Editor: Editorial Department HXY

How terrible is Deepfake? The father of a lawyer abroad almost fell into a huge AI scam. The scammer used AI to clone his son's voice and faked the car accident to blackmail 30,000 bail. At the same time that GenAI technology is rampant with crimes, scientists are also looking for a way to break the demon.

In the era of AI flooding, who can distinguish the real from the fake?

Recently, Jay Shooster, a professional lawyer abroad, revealed that his father had fallen into a huge AI scam.

Scammers used AI to clone Shooster's voice and call his father: Your child was arrested for drunk driving and needs $30,000 bail to get out of jail.

Nearly, this father was deceived by AI.

AI audio becomes a scam artifact! The lawyer's father was defrauded of 210,000 yuan, and the original voice can be cloned in 3 seconds

I'm not sure if it's just a coincidence that this happened just a few days after my voice appeared on TV. Just 15 seconds of sound is enough to make a decent AI clone.
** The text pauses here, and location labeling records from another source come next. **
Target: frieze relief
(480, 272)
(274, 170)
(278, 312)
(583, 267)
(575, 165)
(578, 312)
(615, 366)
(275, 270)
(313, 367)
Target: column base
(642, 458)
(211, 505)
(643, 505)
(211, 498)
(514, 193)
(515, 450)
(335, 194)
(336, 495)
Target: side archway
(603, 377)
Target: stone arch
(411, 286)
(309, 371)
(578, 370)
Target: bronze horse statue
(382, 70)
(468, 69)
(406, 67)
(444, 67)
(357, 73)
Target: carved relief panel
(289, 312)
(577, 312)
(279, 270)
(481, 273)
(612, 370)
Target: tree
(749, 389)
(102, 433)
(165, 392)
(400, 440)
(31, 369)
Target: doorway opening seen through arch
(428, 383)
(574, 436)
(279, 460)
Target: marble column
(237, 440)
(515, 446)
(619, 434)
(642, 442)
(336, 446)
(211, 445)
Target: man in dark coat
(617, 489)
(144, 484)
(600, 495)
As a consumer protection lawyer, I've given speeches about this scam, posted online, and talked to my family, but they still came close to falling for it. That's why these scams are so effective.

Unfortunately, Shooster's last 15-second video of his face on TV was exploited by scammers.

And, even when Shooster had reminded his family of such scams, his father was still confused.

It can only be said that AI simulates human voices, which are already outrageously strong.

Another study by University College London proves that 27% of cases, regardless of language, people are unable to recognise AI-generated voices.

Moreover, repeated listening does not increase the detection rate.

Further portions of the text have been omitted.